Nun ist Clemens weg, und auch der Großauftrag, der bis 2022 hätte laufen sollen, ist futsch. Anfang Februar sickerte durch, dass sich die Vertragspartner gerichtlich geeinigt haben, den 700-Millionen-Euro-Deal vorzeitig zu beenden. T-Systems sei dem Projekt nicht gewachsen gewesen, hieß es hinter vorgehaltener Hand. Der Dienstleister hätte Lösungen versprochen, die das Unternehmen überhaupt nicht liefern konnte, berichteten Insider. Das Ganze sei technologisch und kommerziell für T-Systems eine Nummer zu groß gewesen.

[Update] Telekom weist die Kritik zurück und will nicht von Aufspaltung sprechen

Von Seiten der Telekom ist die Kritik an den Maßnahmen des neuen T-Systems-Chef nicht nachvollziehbar. Al-Saleh habe vier Initiativen ins Leben gerufen. In diesem Rahmen werde bis März zunächst einmal ausgearbeitet, wie sich die Firma weiterentwickeln müsse. "Das ist nicht in Stein gemeisselt", verlautete aus der Kommunikationsabteilung des Konzerns. Die Beteiligung der Mitarbeiter an diesen Initiativen sei ausgesprochen hoch. Al-Saleh erhalte dafür großen Zuspruch aus den Reihen der Belegschaft. Die wöchentlichen VLogs, die Klarheit, mit denen er Dinge anspricht und die stetige Aufforderung an alle Mitarbeiter, sich in den vier Initiativen zu engagieren, ihm persönlich Mails zu schicken, die internen Social-Plattformen zum Austausch und für Verbesserungsvorschläge zu nutzen, stünden in keinerlei Widerspruch zur üblichen Einbeziehung der Betriebsratsgremien in Beschlüsse.
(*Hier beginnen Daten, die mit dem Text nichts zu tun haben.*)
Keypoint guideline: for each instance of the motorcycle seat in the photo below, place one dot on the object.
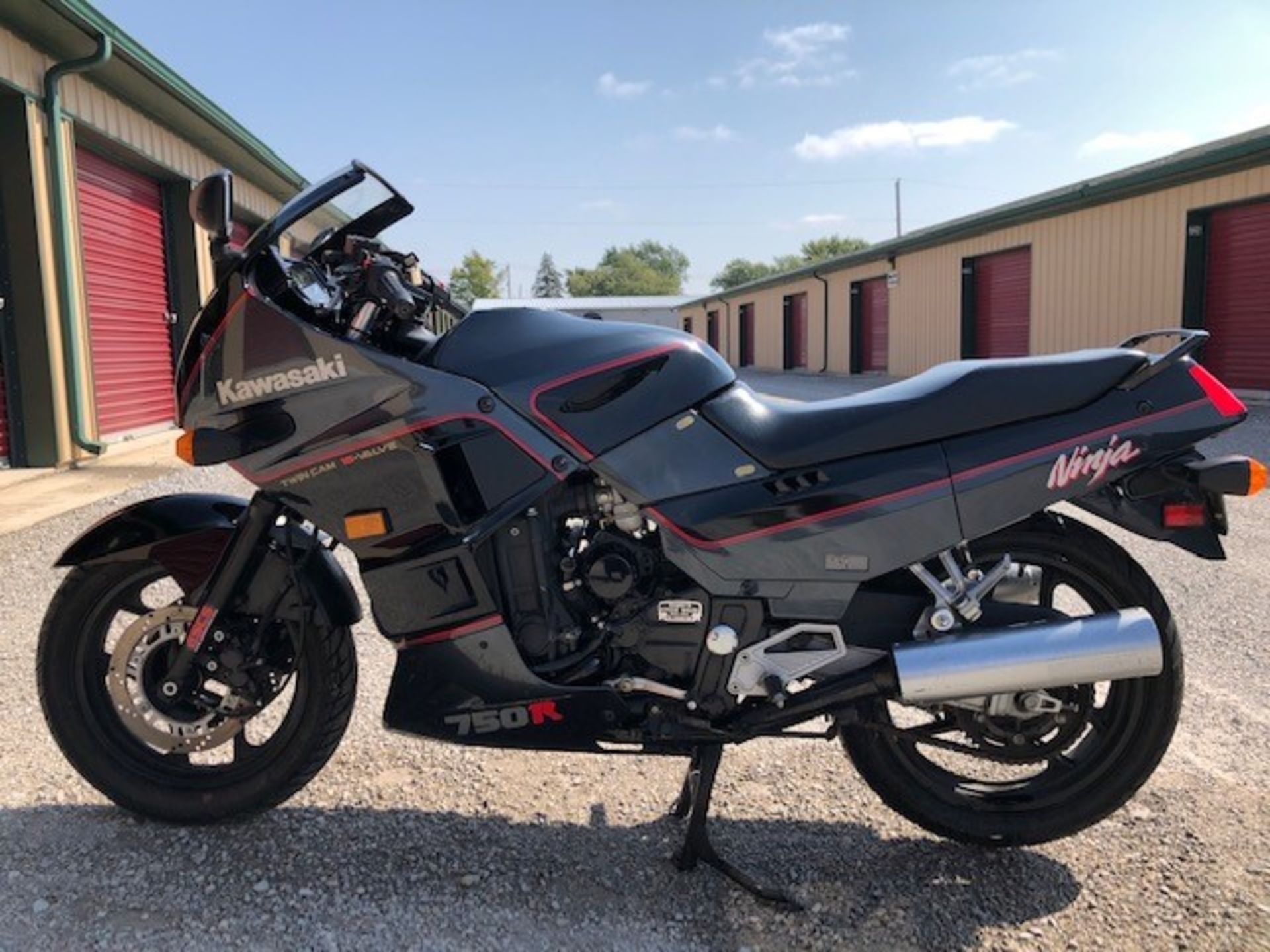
(949, 400)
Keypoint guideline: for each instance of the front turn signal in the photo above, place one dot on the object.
(1256, 477)
(186, 447)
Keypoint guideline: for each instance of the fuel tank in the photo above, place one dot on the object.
(591, 383)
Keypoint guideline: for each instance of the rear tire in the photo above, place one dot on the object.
(95, 740)
(1134, 739)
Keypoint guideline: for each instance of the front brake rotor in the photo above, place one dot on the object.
(158, 723)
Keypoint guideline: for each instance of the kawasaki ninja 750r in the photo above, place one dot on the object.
(589, 536)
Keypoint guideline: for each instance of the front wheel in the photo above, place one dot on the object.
(1001, 779)
(108, 636)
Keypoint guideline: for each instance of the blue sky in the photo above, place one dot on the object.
(726, 128)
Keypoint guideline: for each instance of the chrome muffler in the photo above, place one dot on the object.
(1109, 647)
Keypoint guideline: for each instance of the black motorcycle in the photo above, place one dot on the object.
(589, 536)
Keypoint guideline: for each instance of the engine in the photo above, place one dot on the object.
(591, 597)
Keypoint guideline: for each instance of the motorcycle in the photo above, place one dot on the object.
(589, 536)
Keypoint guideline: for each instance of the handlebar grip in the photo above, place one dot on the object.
(396, 295)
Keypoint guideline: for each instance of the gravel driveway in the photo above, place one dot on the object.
(412, 843)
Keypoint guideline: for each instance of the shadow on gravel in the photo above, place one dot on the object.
(84, 875)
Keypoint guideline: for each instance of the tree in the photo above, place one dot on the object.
(740, 270)
(647, 268)
(476, 277)
(831, 247)
(548, 282)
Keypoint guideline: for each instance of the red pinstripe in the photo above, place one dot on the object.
(489, 621)
(278, 473)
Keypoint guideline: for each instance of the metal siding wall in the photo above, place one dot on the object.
(24, 66)
(1099, 276)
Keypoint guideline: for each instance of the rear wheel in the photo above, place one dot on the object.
(107, 639)
(1006, 779)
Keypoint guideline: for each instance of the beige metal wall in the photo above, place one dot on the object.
(769, 317)
(87, 106)
(1099, 276)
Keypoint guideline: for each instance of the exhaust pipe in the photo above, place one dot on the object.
(1111, 647)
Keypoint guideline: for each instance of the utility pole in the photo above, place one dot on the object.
(898, 230)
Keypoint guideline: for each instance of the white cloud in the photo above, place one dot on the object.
(1156, 141)
(897, 134)
(1001, 69)
(804, 56)
(800, 42)
(1251, 120)
(613, 88)
(718, 134)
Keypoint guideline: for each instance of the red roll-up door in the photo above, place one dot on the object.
(4, 419)
(874, 324)
(795, 331)
(1238, 296)
(747, 335)
(1002, 296)
(126, 277)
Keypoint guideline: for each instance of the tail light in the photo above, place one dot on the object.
(1217, 393)
(1184, 516)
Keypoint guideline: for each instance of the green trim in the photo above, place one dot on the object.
(175, 85)
(1218, 158)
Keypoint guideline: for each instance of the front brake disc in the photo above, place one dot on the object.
(157, 725)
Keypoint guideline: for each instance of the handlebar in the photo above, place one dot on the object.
(386, 285)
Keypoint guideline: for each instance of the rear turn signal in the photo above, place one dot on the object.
(186, 447)
(1218, 394)
(1185, 516)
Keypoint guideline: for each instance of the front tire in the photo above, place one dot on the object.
(73, 662)
(1097, 774)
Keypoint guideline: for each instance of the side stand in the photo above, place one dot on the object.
(694, 803)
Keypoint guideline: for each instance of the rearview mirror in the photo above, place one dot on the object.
(211, 206)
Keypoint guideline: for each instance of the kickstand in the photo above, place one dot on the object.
(694, 803)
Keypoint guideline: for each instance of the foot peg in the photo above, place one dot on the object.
(694, 803)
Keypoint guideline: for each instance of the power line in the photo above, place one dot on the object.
(622, 222)
(687, 186)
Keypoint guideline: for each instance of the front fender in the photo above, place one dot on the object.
(186, 534)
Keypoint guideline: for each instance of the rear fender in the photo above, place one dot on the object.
(186, 534)
(1138, 504)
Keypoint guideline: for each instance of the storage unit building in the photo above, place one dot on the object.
(644, 309)
(1179, 241)
(93, 366)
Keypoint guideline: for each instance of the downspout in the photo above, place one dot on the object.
(64, 249)
(727, 320)
(825, 366)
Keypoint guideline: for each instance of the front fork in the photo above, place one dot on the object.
(238, 559)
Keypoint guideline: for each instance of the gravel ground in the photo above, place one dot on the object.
(413, 843)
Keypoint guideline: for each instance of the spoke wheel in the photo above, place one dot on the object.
(1010, 778)
(107, 636)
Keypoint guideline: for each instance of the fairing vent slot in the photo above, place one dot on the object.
(796, 483)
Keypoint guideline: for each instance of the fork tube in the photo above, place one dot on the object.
(252, 530)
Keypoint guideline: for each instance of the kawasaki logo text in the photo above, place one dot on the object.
(232, 391)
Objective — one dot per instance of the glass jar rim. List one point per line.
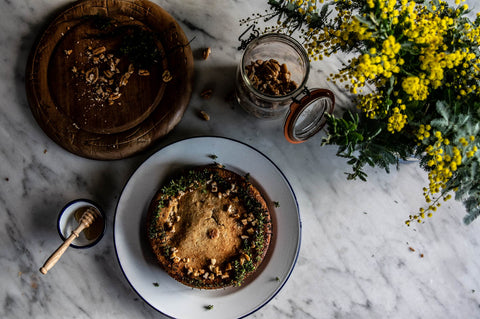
(289, 41)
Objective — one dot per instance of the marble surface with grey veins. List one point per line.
(357, 258)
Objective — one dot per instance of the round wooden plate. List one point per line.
(98, 116)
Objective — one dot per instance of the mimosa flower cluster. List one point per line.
(414, 75)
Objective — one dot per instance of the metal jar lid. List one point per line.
(306, 115)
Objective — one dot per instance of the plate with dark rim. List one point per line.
(154, 285)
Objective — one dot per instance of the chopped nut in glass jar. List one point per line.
(270, 77)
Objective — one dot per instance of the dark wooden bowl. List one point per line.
(149, 107)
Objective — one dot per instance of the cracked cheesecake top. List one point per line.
(209, 228)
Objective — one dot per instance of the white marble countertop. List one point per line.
(355, 259)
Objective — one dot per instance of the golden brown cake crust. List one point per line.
(209, 228)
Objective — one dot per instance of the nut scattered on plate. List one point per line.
(103, 75)
(206, 53)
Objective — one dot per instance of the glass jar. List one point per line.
(302, 108)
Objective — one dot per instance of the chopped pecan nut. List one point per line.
(206, 53)
(166, 76)
(205, 115)
(206, 94)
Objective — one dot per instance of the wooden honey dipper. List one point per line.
(85, 221)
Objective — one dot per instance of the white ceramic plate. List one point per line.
(155, 286)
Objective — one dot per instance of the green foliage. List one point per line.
(421, 61)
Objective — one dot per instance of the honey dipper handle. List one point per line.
(52, 260)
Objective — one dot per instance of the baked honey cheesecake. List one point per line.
(209, 228)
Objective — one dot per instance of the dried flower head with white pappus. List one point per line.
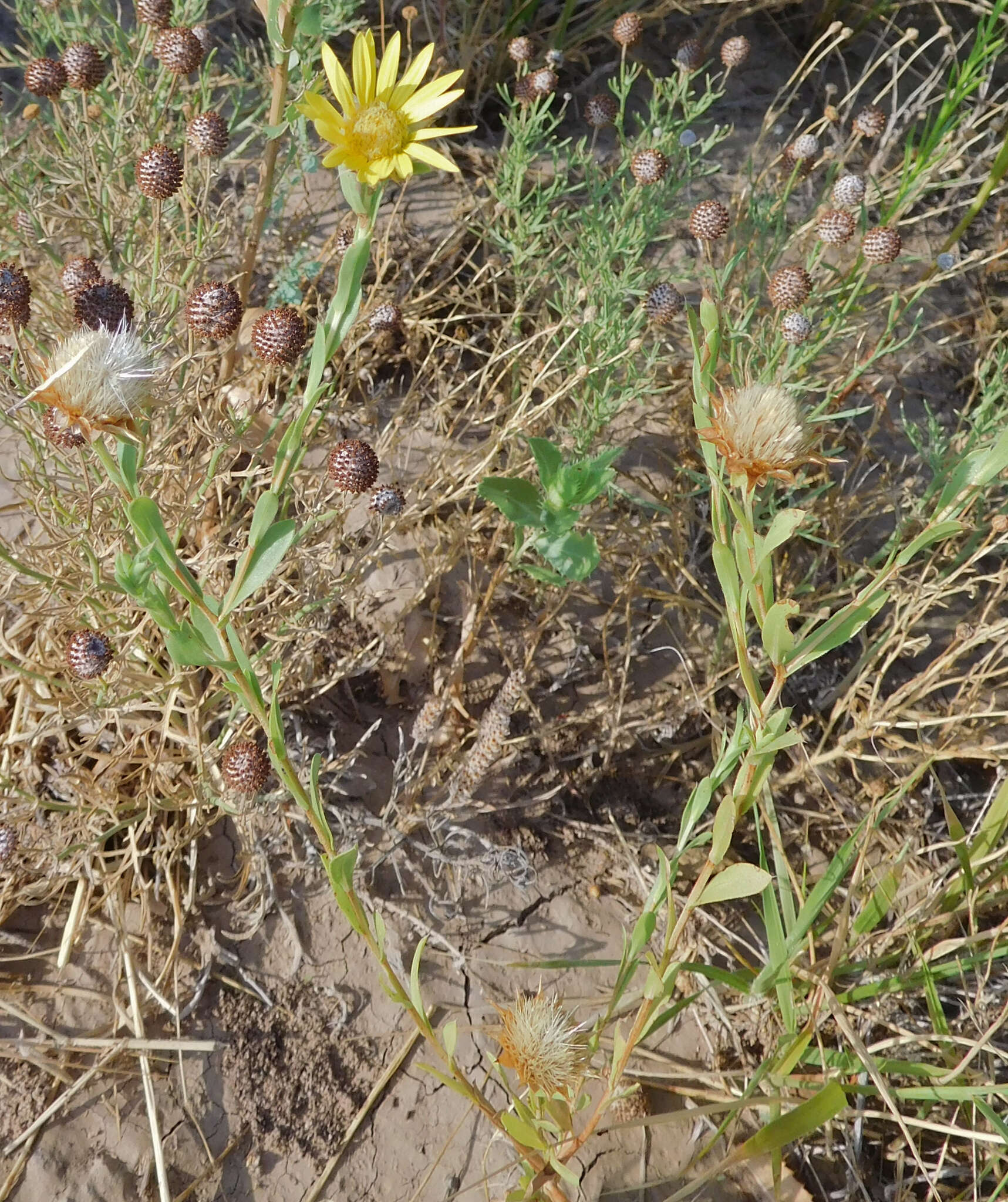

Verteidigt wird auch die mögliche Verteilung des Gesamtgeschäfts auf zwei selbständige Einheiten. Das sei in der Branche nicht unüblich, hieß es seitens der Telekom. Darüber werde aber erst nach einer intensiven Analyse des Portfolios entschieden. Die Umsetzung - frühestens 2019 - richte sich ganz nach den Ergebnissen dieser Analyse. "Wir haben ein sehr breites Portfolio und es hat Vorteile, unterschiedliche Themen auch unterschiedlich zu steuern", konstatieren Konzernvertreter. Die Kunden schätzten genau diese Breite unseres Portfolios, weil sie von T-Systems für die Digitalisierung praktisch alles bekommen könnten. "Diesen Wettbewerbsvorteil wollen wir unbedingt erhalten, deshalb ist der Begriff 'Aufspaltung' nicht zutreffend."